EU-Streit mit Frankreich: Gute Schulden, schlechte Taktik
Macron macht den Franzosen Geschenke und überschreitet damit die Schuldenquote. EU-Kommissar Oettinger will das strafen. Er liegt falsch. Ein Kommentar.
Die Kommissare der Europäischen Union werden nach einem Länderproporz ernannt. Einmal bestätigt, darf ihre Nationalität keine Rolle mehr spielen. Sie sind dann Teil der Exekutive eines Staatenbundes von (noch) 28 eigenständigen Ländern, und sollten ihre Entscheidungen sach- und nicht herkunftsorientiert fällen. Das ist natürlich reine Theorie, denn niemand kann seine Bindungen und Mentalitäten einfach abschütteln. Wenn also EU-Wirtschaftskommissar Pierre Moscovici, ein ehemaliger französischer Finanzminister, keine Notwendigkeit sieht, Frankreich wegen eines absehbar zu hohen Staatsdefizits offiziell mit einem Verfahren zu überziehen, ist diese Milde vielleicht nicht ganz korrekt, aber vorhersehbar.

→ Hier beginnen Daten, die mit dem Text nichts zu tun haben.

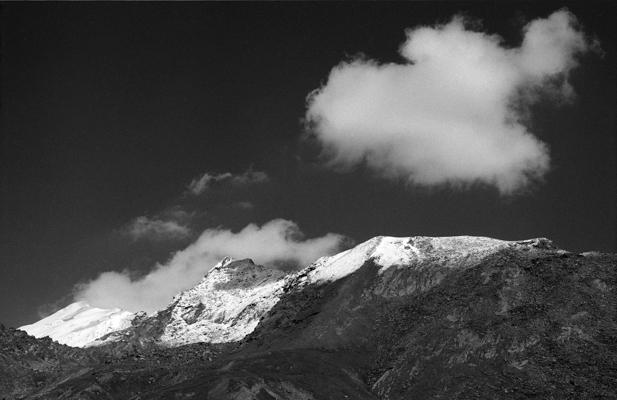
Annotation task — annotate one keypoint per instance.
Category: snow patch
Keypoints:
(80, 324)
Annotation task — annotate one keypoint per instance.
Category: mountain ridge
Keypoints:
(499, 319)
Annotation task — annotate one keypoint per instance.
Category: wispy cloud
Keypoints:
(204, 182)
(155, 229)
(454, 112)
(279, 242)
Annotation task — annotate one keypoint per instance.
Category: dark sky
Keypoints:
(109, 110)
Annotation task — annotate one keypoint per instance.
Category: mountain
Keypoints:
(392, 318)
(80, 324)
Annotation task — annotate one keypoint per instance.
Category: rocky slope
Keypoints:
(393, 318)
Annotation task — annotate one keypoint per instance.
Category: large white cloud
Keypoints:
(454, 112)
(272, 243)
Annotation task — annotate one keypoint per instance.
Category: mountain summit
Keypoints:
(392, 318)
(231, 299)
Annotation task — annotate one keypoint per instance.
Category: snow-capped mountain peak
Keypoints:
(79, 324)
(226, 305)
(388, 251)
(231, 299)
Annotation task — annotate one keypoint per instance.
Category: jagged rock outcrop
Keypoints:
(392, 318)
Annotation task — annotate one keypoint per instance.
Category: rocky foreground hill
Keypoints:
(393, 318)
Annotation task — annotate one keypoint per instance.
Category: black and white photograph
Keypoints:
(325, 200)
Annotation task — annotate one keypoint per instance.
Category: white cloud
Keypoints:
(276, 241)
(453, 113)
(155, 229)
(204, 182)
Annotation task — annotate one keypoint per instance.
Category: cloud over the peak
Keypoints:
(202, 183)
(454, 112)
(155, 229)
(275, 242)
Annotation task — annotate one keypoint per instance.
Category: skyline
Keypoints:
(125, 142)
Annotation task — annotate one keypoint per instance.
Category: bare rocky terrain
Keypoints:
(525, 321)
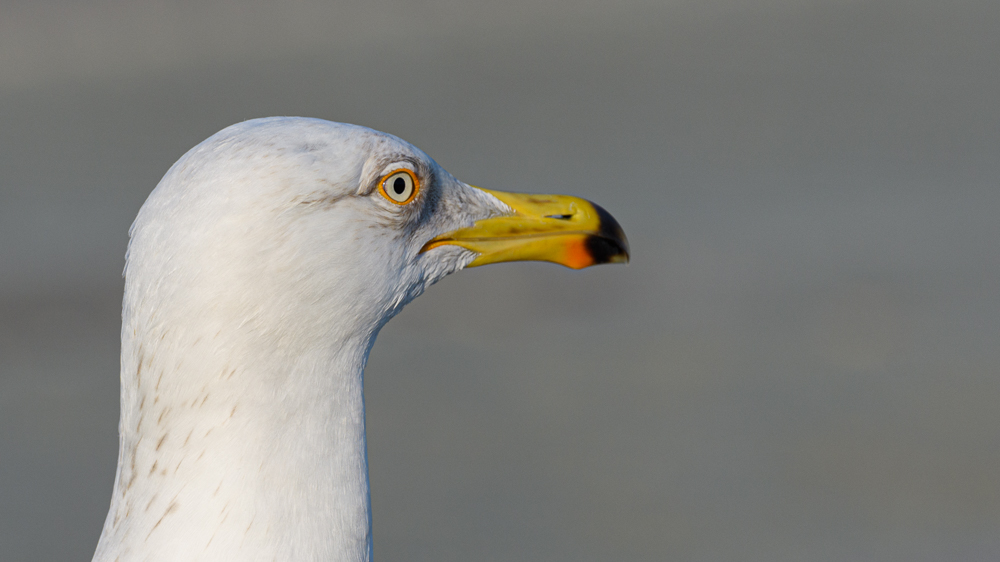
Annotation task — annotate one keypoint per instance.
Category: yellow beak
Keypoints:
(556, 228)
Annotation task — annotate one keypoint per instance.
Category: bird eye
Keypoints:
(400, 187)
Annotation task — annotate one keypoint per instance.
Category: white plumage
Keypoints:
(259, 272)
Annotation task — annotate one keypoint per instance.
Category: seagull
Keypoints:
(258, 273)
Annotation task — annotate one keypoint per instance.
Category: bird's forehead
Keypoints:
(345, 157)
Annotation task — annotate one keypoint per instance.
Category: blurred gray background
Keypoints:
(800, 363)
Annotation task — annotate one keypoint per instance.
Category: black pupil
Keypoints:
(399, 186)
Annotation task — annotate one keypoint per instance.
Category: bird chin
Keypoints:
(443, 261)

Wenig überraschend ist auch, dass Günther Oettinger, der aus Deutschland stammende Haushaltskommissar, die Weitherzigkeit seines französischen Kollegen nicht gefällt. Denn Oettinger ist ja nicht nur Schwabe, er kommt eben auch aus dem Land, das Verstöße gegen die Haushaltsdisziplin, es sei denn, man begeht sie selber (Kanzler Schröder) besonders schlimm findet.
Europa hat es nicht gern, wenn Deutsche Disziplin einfordern
So verbindet sich in ihm eine gewisse grundsätzliche Penibilität mit einer ungeschnörkelten Diktion. Was heißt: Wenn Oettinger argumentiert, ist für Zwischentöne wenig Platz.
Das ist in diesem Fall besonders schade. Nicht nur, weil man in Europa immer ziemlich genau hinhört, wenn Deutsche Disziplin einfordern. Sondern weil Frankreich wirklich ein Sonderfall ist. Sein junger Präsident hat einen beherzten Anlauf genommen, sein von überholten Verwaltungsstrukturen gelähmtes Land in die Moderne zu führen, ihm damit tatsächlich auch wirtschaftlich jene Größe zurückzugeben, die Frankreich einmal hatte. Leider hat er dabei übersehen, dass man die Menschen nur in Diktaturen zwingen kann, zu tun, wovon sie nicht überzeugt sind. Jetzt versucht er, die von ihm mental verletzten Franzosen durch Zugeständnisse zu beruhigen. Dass ihm das gelingt, dass weder Marine Le Pen noch die extreme Linke diese wirklich große Nation überrollen, muss jeder Europäer im gemeinsamen Interesse wünschen.
Im Mai 2016 wurde EU-Kommissionspräsident Jean-Claude Juncker in einer ähnlichen Situation gefragt, warum er Paris gegenüber so milde sei. Seine Antwort lautete damals: „Weil es Frankreich ist“.